Godolphin Racing: Sheikh Mohammed's racing empire has won nearly every race in the world except a Triple Crown event, but that soon may change

Kentucky Derby

May 02, 2001|By Tom Keyser | Tom Keyser,SUN STAFF

LOUISVILLE, Ky. -- The big horse in this year's Kentucky Derby is not Point Given, even though reporters continually describe the race favorite as colossal.

No, the big horse in Saturday's race at Churchill Downs is Express Tour. The entrant of Godolphin Racing, the international stable based in the Middle East, measures 17.2 hands. Point Given measures 17 hands. Both horses weigh more than 1,200 pounds.

(A hand equals 4 inches. Horses are measured from the ground to the withers, the highest point of the back.)

The fact that Express Tour looms taller than his American counterparts is perhaps a metaphor for Godolphin Racing's potential impact on the Triple Crown series -- the Kentucky Derby, Preakness and Belmont Stakes.

Godolphin Racing, the creation of Sheikh Mohammed bin Rashid al Maktoum, the crown prince of Dubai, has won nearly every major race in the world -- but not a Triple Crown race. Express Tour represents its third attempt at winning the Derby, a quest that observers in this country believe will eventually be fulfilled.

"There's not any doubt in my mind that they're going to win the Derby," said D. Wayne Lukas, the trainer of four Derby winners. "I think the man's conviction is strong. And I think when he does it, he's going to let everybody know he did it his way."

The man is Sheikh Mohammed, defense minister of the United Arab Emirates and a member of the ruling family of Dubai, one of the emirates that lies on the shore of the Persian Gulf. He and his brothers formed Godolphin Racing in 1994 with the idea of training horses on the sands of Dubai and then shipping them around the world to compete in premier races.

The effort has been hugely successful. Godolphin has won 65 races carrying the sports' highest classification, Group One (known as Grade I in North America) in 10 countries. Its four Grade I victories in the United Stakes, all on turf, include the Breeders' Cup Turf in 1999 with Daylami.

Although Godolphin has been based in Dubai for only seven years, Sheikh Mohammed has been racing thoroughbreds primarily in Europe since 1980. In two decades, he has spent about $1 billion worldwide buying horses.

Steve Asmussen, the American trainer of Fifty Stars in this year's Kentucky Derby, has keen insight into the Godolphin operation through his brother Cash, a former jockey in Europe.
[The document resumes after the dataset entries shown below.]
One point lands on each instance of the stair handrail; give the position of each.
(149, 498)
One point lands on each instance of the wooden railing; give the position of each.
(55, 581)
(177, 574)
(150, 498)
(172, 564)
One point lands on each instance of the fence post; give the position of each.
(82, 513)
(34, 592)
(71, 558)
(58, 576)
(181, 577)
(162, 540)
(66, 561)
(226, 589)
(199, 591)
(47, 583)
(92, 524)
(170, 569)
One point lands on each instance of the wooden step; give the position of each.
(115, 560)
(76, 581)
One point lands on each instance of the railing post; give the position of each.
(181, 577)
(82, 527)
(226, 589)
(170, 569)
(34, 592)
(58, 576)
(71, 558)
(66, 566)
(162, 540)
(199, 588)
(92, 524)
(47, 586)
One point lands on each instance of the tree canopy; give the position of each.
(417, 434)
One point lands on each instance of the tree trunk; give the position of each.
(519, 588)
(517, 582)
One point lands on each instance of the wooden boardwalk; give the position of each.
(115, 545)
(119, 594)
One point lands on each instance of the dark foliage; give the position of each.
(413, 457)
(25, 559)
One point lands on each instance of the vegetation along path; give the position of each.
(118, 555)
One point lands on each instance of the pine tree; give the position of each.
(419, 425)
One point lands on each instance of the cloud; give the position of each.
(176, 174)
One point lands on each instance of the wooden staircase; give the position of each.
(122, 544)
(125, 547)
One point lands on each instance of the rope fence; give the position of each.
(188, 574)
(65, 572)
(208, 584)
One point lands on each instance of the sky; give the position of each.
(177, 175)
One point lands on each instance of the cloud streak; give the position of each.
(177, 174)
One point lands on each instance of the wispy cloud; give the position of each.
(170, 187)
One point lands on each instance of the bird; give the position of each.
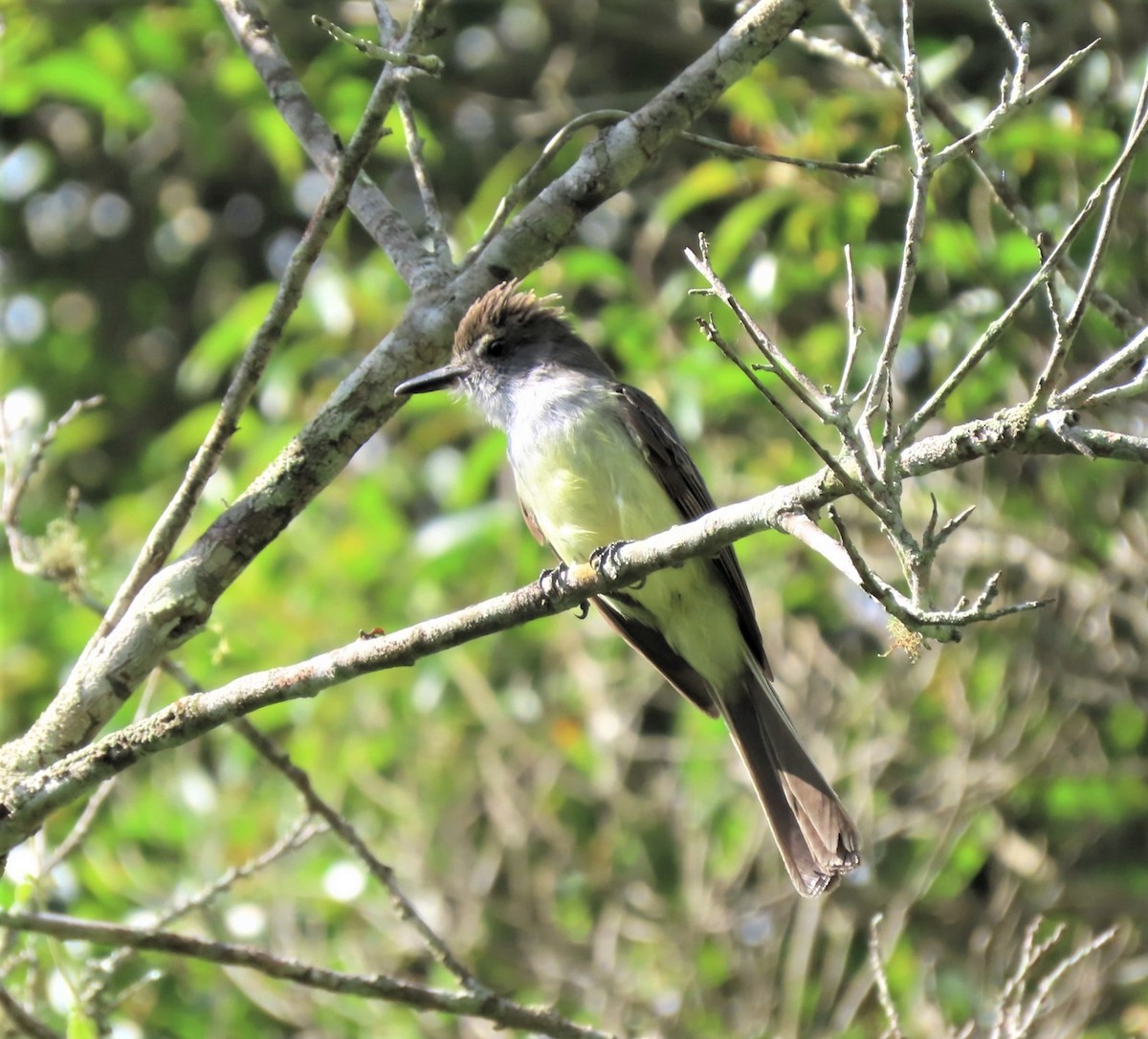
(596, 464)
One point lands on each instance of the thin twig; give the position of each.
(379, 986)
(383, 873)
(241, 388)
(793, 378)
(987, 340)
(435, 224)
(1083, 393)
(866, 167)
(878, 971)
(528, 183)
(430, 63)
(23, 1020)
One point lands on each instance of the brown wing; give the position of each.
(678, 475)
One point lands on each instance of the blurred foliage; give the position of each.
(579, 838)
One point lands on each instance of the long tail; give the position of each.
(813, 830)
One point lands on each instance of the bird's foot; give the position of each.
(606, 561)
(551, 583)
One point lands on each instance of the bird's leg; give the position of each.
(606, 561)
(552, 581)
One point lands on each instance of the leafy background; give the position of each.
(579, 836)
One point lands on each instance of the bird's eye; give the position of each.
(493, 345)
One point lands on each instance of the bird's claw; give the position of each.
(552, 581)
(606, 561)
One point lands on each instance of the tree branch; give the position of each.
(178, 601)
(503, 1011)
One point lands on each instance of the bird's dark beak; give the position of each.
(429, 382)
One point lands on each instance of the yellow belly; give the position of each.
(591, 487)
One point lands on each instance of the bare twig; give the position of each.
(430, 63)
(1083, 393)
(303, 830)
(793, 378)
(27, 551)
(987, 340)
(241, 388)
(531, 182)
(894, 1031)
(866, 167)
(383, 873)
(23, 1020)
(495, 1008)
(435, 224)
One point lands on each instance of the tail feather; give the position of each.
(814, 833)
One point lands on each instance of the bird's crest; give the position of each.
(502, 308)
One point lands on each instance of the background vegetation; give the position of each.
(578, 836)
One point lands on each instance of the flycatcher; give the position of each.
(596, 462)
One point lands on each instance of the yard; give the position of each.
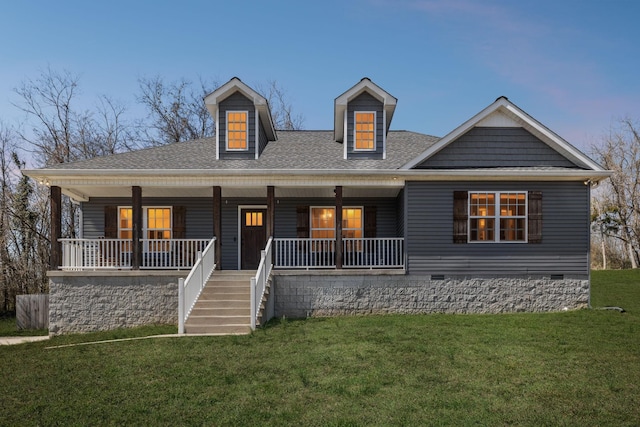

"What a phenomenal ambition," Steve Asmussen said, "to dominate the world of horse racing."

Asked whether Godolphin will win a Kentucky Derby, Asmussen said, "Absolutely."

Asked why, he said, "Resources."

Coupled with enormous wealth from oil is Sheikh Mohammed's willingness to try, to lose and to learn.

In 1999, his first foray into the American classics, Sheikh Mohammed finished seventh in the Derby and 12th in the Preakness with Worldly Manner, a colt purchased in the United States for a reported $5 million. Last year, he finished sixth and seventh in the Derby with China Visit and Curule, respectively.

American observers questioned Godolphin's tactics. How could it expect to win perhaps this country's most demanding race by training horses in Dubai, racing them sparingly and shipping them at the last minute to Kentucky?

Sheikh Mohammed responded last year by hiring Eoin Harty, a key assistant to trainer Bob Baffert, a two-time Derby winner. Harty's assignment: Train Godolphin 2-year-olds in California, provide them a foundation in American racing and ship them back to Dubai for their 3-year-old seasons and final preparation for the Triple Crown races.

Shiekh Mohammed also created 3-year-old prep races in Dubai so that his horses could gain experience before traveling to the States for the Derby.

Street Cry, who finished third for Harty last year in the Breeders' Cup Juvenile, won the $250,000 UAE (United Arab Emirates) Two Thousand Guineas on March 1 at Dubai's Nad al Sheba racecourse. Three weeks later, Express Tour out-gamed Street Cry by a nose in the $2 million UAE Derby in Dubai.

The quality of competition in those races may be questionable, but Street Cry and Express Tour earned their way into the Kentucky Derby to carry the royal blue silks of Godolphin. But after arriving at Churchill Downs, Street Cry suffered a minor ankle injury. Express Tour inherited the role of lone Godolphin hope.

Express Tour's five-month layoff followed Godolphin's purchase of the Tour d'Or colt late last year out of Florida. He had won three straight races in the Florida Stallion series when Godolphin bought him for a reported $1.1 million.

Despite his victory over Street Cry, Express Tour arrived in Louisville as the lesser regarded of the two. He missed a few days of training because of a bruised foot, and experts questioned his ability to handle the Derby's 1 1/4 miles. But many of those same experts have been impressed with his imposing presence and powerful training.